Percy Jackson & the Olympians Season 2 crashes ashore with a thunderhead of a trailer—seas churn, ancient terrors surge, and Camp Half-Blood buckles—leaving one burning question: is Poseidon finally stepping up, or does the deadbeat label still stick?
Disney just dropped the Percy Jackson and the Olympians Season 2 trailer, and it is all crashing waves, crumbling Camp Half-Blood walls, and mythic nasties crawling out of the deep. Also teased: the big question fans love to argue about. Is Poseidon actually going to show up as a father this time, or are we back to deadbeat dad jokes?
What the trailer actually shows
It keeps things pretty tight, but there is one clear beat: Poseidon reaches out to Percy and offers an encouraging nudge. The trailer frames their dynamic as a real thread this year, not just background lore.
"Do not underestimate yourself."
Between that voice-over and Percy’s mixed reactions, the season looks set to put their father-son mess front and center, tying the high-stakes quest to whether Percy can accept the whole "child of a god" thing when that god has not exactly been around.
So what is Season 2 about?
Season 2 adapts Rick Riordan’s second book, The Sea of Monsters, and picks up roughly a year after Season 1. Camp Half-Blood is suddenly vulnerable after Thalia’s tree is poisoned and the camp’s magical borders start failing. While Grover goes missing, Percy discovers he has a cyclops half-brother named Tyson. Cue a voyage into the Sea of Monsters to find the Golden Fleece and save the camp.
On top of the sea battles and monster encounters, expect the relationships to carry more weight: Percy and Annabeth, sure, but especially Percy and Poseidon. The trailer hints the show knows that the external quest and Percy’s internal push to own his legacy are the same fight.
Release plan
Season 2 is eight episodes and premieres on Disney+ on December 10, 2025. The first two episodes drop together, with the rest rolling out weekly on Wednesdays.
Who is back (and who is new)
Walker Scobell, Leah Sava Jeffries, and Aryan Simhadri are back as the core trio: Percy, Annabeth, and Grover. Toby Stephens and Virginia Kull return as Percy’s parents, Poseidon and Sally Jackson.

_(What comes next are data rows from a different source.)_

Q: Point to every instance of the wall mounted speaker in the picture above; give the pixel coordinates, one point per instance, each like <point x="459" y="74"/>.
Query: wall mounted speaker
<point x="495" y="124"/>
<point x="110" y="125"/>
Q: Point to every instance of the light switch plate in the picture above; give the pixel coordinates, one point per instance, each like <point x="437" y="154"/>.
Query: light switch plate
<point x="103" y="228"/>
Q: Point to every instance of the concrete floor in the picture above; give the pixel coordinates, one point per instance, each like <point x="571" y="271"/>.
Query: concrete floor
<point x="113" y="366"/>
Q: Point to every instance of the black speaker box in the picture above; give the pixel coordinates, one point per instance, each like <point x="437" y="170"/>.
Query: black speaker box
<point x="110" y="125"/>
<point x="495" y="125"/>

More returning faces: Charlie Bushnell as Luke Castellan, Dior Goodjohn as Clarisse La Rue, Glynn Turman as Chiron, and Jason Mantzoukas as Mr. D (Dionysus). Lin-Manuel Miranda is back as Hermes, with Daniel Diemer, Timothy Simons, and Adam Copeland also returning. Some performers show up as recurring or guest stars depending on episode count, which is why you may see names like Virginia Kull and Glynn Turman listed both ways.
New this season: Andra Day, Sandra Bernhard, Margaret Cho, Kristen Schaal, Tamara Smart, and Rosemarie DeWitt. And in a notable switch, Courtney B. Vance steps in as Zeus, taking over the role from Lance Reddick, who passed away in March 2023.
The basics
- Creators: Rick Riordan, Jonathan E. Steinberg
- Showrunners: Jonathan E. Steinberg, Dan Shotz
- Main directors (Season 1): James Bobin (pilot), Anders Engstrom, Jet Wilkinson
- Network: Disney+
- Production companies: 20th Television, Co-Lab 21, The Gotham Group
- Seasons: 3 total planned (Season 1 in 2023, Season 2 in 2025, Season 3 greenlit)
- Episodes per season: 8 (Season 1), 8 (Season 2)
- Average runtime: ~45 minutes per episode
- Season 1 plot in a sentence: Percy gets accused of stealing Zeus’s thunderbolt and treks across the U.S. to fix a looming godly meltdown.
- Season 2 focus: Camp Half-Blood is threatened, Percy learns about Tyson, and the quest for the Golden Fleece drives an ocean-bound adventure that adapts The Sea of Monsters.
- Source material: Based on Rick Riordan’s book series.
Bottom line: the trailer promises bigger monsters, higher stakes, and a real attempt to tackle Percy’s god-sized identity crisis. If the show actually follows through on the Poseidon-Percy stuff it teases here, that is the upgrade I was hoping for.